Looking into August, IATA expresses concern that the gap between capacity being added by airlines and the demand for travel is widening in the wrong direction.
It notes that unlike during the recoveries from previous crises, airlines have been unable to use low ticket prices to stimulate demand, largely because depressed traveller numbers are related to low consumer confidence, which is being exacerbated by inconsistent travel restrictions.
IATA also notes that it is increasingly seeing downside risks in its end-July projection for the industry’s recovery – which was itself a downgrade on previous expectations.

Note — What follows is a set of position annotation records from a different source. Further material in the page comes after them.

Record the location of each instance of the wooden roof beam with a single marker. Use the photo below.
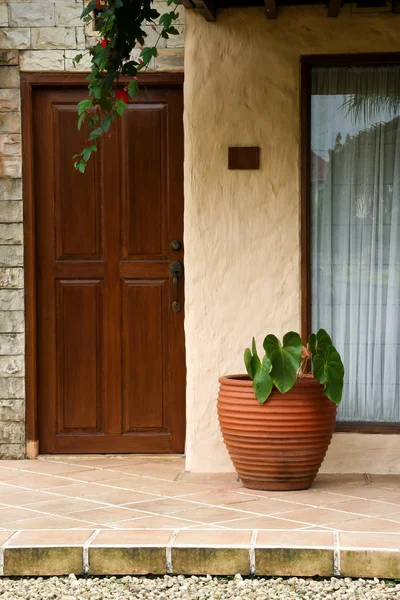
(206, 8)
(334, 7)
(271, 9)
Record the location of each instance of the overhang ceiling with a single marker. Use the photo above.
(209, 8)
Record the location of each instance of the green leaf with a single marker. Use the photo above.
(132, 88)
(252, 360)
(80, 165)
(147, 55)
(285, 359)
(166, 20)
(84, 105)
(81, 120)
(96, 133)
(329, 370)
(106, 122)
(120, 107)
(312, 340)
(86, 152)
(319, 343)
(88, 9)
(262, 383)
(248, 357)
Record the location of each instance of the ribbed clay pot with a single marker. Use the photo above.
(278, 445)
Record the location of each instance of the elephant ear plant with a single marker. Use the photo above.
(284, 362)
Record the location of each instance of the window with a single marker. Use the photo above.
(354, 243)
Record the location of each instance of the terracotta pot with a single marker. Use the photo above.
(278, 445)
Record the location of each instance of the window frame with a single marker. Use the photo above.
(307, 63)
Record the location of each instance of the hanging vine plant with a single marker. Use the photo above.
(121, 32)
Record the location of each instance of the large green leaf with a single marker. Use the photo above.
(262, 381)
(319, 343)
(329, 370)
(285, 359)
(252, 360)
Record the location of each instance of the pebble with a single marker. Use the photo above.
(197, 588)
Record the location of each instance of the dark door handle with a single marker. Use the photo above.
(176, 271)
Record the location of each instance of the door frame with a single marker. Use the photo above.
(307, 63)
(30, 81)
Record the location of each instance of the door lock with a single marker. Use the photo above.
(176, 245)
(176, 271)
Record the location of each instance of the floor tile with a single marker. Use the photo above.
(164, 506)
(220, 497)
(188, 477)
(154, 537)
(155, 471)
(318, 516)
(49, 522)
(115, 496)
(82, 490)
(42, 482)
(209, 538)
(368, 507)
(211, 514)
(89, 475)
(105, 515)
(266, 506)
(261, 523)
(16, 497)
(129, 482)
(295, 539)
(64, 506)
(315, 498)
(370, 540)
(7, 515)
(51, 467)
(154, 522)
(4, 536)
(59, 537)
(373, 525)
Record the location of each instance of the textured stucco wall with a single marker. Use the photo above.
(242, 78)
(35, 36)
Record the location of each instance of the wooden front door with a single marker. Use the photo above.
(110, 348)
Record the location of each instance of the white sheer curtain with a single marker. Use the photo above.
(355, 231)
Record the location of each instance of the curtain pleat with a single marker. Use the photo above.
(355, 231)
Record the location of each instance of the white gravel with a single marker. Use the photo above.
(196, 588)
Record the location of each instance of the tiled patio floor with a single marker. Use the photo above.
(124, 514)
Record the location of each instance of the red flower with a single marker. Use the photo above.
(122, 95)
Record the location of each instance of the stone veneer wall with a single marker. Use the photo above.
(34, 36)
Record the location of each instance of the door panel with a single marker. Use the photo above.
(78, 224)
(79, 354)
(144, 315)
(110, 349)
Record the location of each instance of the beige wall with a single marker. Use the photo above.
(42, 35)
(242, 77)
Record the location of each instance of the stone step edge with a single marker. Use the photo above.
(140, 559)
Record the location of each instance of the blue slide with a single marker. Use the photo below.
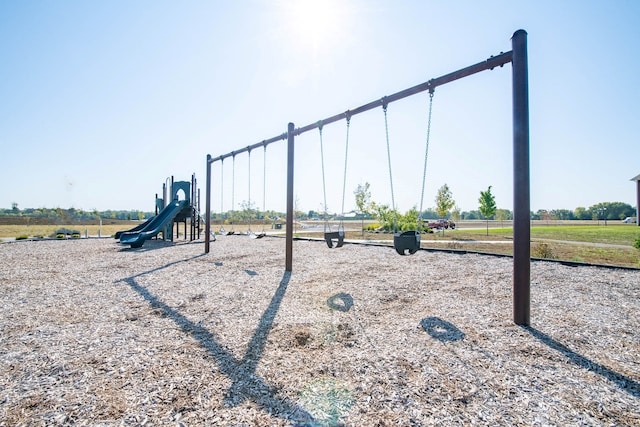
(157, 224)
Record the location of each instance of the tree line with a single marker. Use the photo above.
(73, 215)
(445, 208)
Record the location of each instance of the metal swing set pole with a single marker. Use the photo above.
(521, 182)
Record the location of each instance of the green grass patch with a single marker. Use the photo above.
(611, 234)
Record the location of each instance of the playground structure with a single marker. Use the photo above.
(179, 210)
(521, 209)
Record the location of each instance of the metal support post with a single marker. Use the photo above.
(521, 183)
(207, 226)
(289, 230)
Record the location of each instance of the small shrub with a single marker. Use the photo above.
(454, 245)
(543, 250)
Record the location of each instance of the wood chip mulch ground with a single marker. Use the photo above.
(94, 333)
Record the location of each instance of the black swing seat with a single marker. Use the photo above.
(334, 239)
(406, 243)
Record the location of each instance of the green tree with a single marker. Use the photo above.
(444, 201)
(487, 205)
(363, 201)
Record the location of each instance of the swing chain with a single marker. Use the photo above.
(426, 156)
(324, 187)
(344, 179)
(386, 131)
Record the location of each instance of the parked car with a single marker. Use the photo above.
(442, 223)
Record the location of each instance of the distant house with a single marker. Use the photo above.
(637, 180)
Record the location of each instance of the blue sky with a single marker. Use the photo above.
(101, 102)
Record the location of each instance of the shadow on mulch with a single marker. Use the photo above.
(246, 384)
(622, 381)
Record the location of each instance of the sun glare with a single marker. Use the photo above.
(317, 24)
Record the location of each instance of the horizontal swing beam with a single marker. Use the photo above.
(490, 63)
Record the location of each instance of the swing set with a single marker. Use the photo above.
(408, 242)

With this challenging outlook in mind, the airline body has proposed a three-point action plan for governments to safely re-open borders, based around three areas: implementing ICAO’s “Take-off guidance” universally; building on ICAO’s Aviation Recovery Task Force (CART) to develop a common framework to reopen borders; and developing testing measures to aid the opening of borders.
“Airlines have been largely grounded for a half-year,” de Juniac states. “And the situation is not improving. In fact, in many cases it is going in the wrong direction. We see governments replacing border closures with quarantine for air travellers. Neither will restore travel or jobs. Worse, governments are changing the entry requirements with little notice to travellers or coordination with their trading partners.
“This uncertainty destroys demand. 10% of the global economy is sustained by travel and tourism; governments need to do better to restart it.”
IATA also suggests that with state-support schemes coming to an end around the world, the airline industry is likely to need a second injection of financial help amid the weak demand recovery.
It also reiterated its demand for a waiver of the 80:20 slot regulation from the European Commission, which has regulatory oversight of around half the almost 200 slot-controlled airports worldwide.